Finally, the trends for chill, heat, and frost hours are visualized, and additional information is stored for later analysis.

info_chill <- plot_climate_scenarios(
  climate_scenario_list = chills,
  metric = "Chill_Portions",
  metric_label = "Chill (Chill Portions)",
  texcex = 1.5)

info_heat <- plot_climate_scenarios(
  climate_scenario_list = chills,
  metric = "GDH",
  metric_label = "Heat (Growing Degree Hours)",
  texcex = 1.5)

info_frost <- plot_climate_scenarios(
  climate_scenario_list = chills,
  metric = "Frost_H",
  metric_label = "Frost hours",
  texcex = 1.5)

Exercises on generating CMIP6 temperature scenarios

  1. Analyze the historic and future impact of climate change on two agroclimatic metrics of your choice, for the location you’ve chosen for your earlier analyses.
# Set location
location = c(-120.5, 46.6)
area <- c(48, -122 , 45, -119)

# Download scenarios 
download_cmip6_ecmwfr(
  scenarios = c("ssp126", "ssp245", "ssp370", "ssp585"), 
  area = c(49, -122 , 44, -118),
  user = 'd78103f2-834f-468c-94f0-8b7064c75df7',
  key = 'ac66d05a-e82b-42d1-9a8d-a94c1afb9fb9',
  model = 'default',
  frequency = 'monthly',
  variable = c('Tmin', 'Tmax'),
  year_start = 2015,
  year_end = 2100)

# Download baseline
download_baseline_cmip6_ecmwfr(
  area = c(49, -122 , 44, -118),
  user = 'd78103f2-834f-468c-94f0-8b7064c75df7',
  key = 'ac66d05a-e82b-42d1-9a8d-a94c1afb9fb9',
  model = 'match_downloaded',
  frequency = 'monthly',
  variable = c('Tmin', 'Tmax'),
  year_start = 1986, 
  year_end = 2014, 
  month = 1:12)

# Extract data for specified location
station <- data.frame(
  station_name = c("Yakima"),
  longitude = c(-120.5),
  latitude = c(46.6))

extracted <- extract_cmip6_data(stations = station,
                                download_path = "cmip6_downloaded/49_-122_44_-118")
Unzipping files
Extracting downloaded CMIP6 files
# Generate change scenarios
change_scenarios <- gen_rel_change_scenario(extracted)

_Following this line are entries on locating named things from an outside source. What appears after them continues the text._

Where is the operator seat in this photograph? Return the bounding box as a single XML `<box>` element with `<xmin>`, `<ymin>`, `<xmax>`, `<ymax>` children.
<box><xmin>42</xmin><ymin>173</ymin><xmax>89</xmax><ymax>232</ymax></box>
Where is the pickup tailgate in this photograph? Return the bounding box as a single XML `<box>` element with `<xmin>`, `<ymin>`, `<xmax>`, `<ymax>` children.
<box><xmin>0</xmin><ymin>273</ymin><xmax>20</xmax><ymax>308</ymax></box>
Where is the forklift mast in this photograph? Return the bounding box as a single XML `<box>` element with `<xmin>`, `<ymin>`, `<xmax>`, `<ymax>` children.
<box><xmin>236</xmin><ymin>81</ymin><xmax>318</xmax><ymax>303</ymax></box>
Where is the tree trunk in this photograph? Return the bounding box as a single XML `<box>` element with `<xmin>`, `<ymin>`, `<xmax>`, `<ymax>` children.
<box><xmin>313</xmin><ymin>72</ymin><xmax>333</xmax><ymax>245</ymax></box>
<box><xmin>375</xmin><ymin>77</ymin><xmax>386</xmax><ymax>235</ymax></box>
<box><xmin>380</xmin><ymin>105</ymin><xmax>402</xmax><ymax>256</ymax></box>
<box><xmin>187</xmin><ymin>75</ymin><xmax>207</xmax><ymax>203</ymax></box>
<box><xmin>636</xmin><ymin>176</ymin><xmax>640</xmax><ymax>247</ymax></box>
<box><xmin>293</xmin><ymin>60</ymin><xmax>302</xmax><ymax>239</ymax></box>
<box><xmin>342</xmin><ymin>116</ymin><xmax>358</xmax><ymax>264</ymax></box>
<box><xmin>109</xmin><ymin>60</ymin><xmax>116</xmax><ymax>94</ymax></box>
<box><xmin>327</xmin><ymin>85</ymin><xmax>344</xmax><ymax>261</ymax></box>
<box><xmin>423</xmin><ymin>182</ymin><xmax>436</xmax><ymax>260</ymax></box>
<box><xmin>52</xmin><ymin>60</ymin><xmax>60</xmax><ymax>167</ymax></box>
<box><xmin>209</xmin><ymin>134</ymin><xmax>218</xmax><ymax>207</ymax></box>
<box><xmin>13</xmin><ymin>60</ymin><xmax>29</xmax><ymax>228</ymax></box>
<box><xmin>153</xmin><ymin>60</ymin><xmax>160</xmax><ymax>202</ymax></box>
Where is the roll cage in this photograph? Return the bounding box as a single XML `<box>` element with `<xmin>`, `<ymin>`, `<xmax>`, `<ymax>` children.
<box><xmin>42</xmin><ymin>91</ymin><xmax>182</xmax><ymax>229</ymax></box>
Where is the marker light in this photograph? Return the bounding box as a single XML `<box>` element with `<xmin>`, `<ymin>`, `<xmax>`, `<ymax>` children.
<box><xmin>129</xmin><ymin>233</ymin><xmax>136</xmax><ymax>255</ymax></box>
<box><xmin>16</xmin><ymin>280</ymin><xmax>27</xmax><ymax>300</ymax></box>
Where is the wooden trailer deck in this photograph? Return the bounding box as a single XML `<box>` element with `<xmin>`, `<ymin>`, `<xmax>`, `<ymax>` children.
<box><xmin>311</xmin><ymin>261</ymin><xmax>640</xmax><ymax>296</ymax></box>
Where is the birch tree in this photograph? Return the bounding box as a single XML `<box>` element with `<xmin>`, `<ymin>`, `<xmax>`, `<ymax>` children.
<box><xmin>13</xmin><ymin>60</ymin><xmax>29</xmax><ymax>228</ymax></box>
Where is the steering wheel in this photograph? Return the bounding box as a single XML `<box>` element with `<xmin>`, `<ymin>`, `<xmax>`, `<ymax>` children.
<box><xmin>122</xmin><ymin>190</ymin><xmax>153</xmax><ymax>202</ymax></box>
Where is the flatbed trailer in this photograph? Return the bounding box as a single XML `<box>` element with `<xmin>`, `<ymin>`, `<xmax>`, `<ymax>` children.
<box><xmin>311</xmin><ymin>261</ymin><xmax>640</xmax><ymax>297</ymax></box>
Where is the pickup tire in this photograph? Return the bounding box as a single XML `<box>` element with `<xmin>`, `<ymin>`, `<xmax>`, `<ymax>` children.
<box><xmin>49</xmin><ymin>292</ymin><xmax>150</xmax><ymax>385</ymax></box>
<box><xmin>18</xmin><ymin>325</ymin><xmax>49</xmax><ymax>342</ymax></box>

# Convert information into a list
scen_list <- convert_scen_information(change_scenarios)

# Calculate temperature between 1996 and 2000
temps_1996 <- temperature_scenario_from_records(Yakima_temps,
                                                1996)

temps_2000 <- temperature_scenario_from_records(Yakima_temps,
                                                2000)

# Adjusts baseline based on observed temperature trends
base <- temperature_scenario_baseline_adjustment(temps_1996,
                                                 temps_2000)

# Convert scenarios 
scen_list <- convert_scen_information(change_scenarios, 
                                      give_structure = FALSE)

adjusted_list <- temperature_scenario_baseline_adjustment(base,
                                                          scen_list,
                                                          temperature_check_args = list(scenario_check_thresholds = c(-5, 15)))
# Generate temperatures 
for(scen in 1:length(adjusted_list))
{
  if(!file.exists(paste0("Yakima/future_climate/Yakima_future_",
                         scen,"_",
                         names(adjusted_list)[scen],".csv")) )
  {temp_temp <- temperature_generation(Yakima_temps,
                                       years = c(1973, 2019),
                                       sim_years = c(2001, 2100),
                                       adjusted_list[scen],  
                                       temperature_check_args = 
                                         list( scenario_check_thresholds = c(-5, 15)))
  write.csv(temp_temp[[1]],paste0("Yakima/future_climate/Yakima_future_",scen,"_",names(adjusted_list)[scen],".csv"),
            row.names=FALSE)
  print(paste("Processed object",scen,"of", length(adjusted_list)))
  
  
  }
  
}
# Selection of models 
models <- list(Chill_Portions = Dynamic_Model, 
               GDH = GDH, 
               Frost_H = function(x) step_model(x, data.frame(lower=c(-1000,0),
                                                              upper=c(0,1000),
                                                              weight=c(1,0))))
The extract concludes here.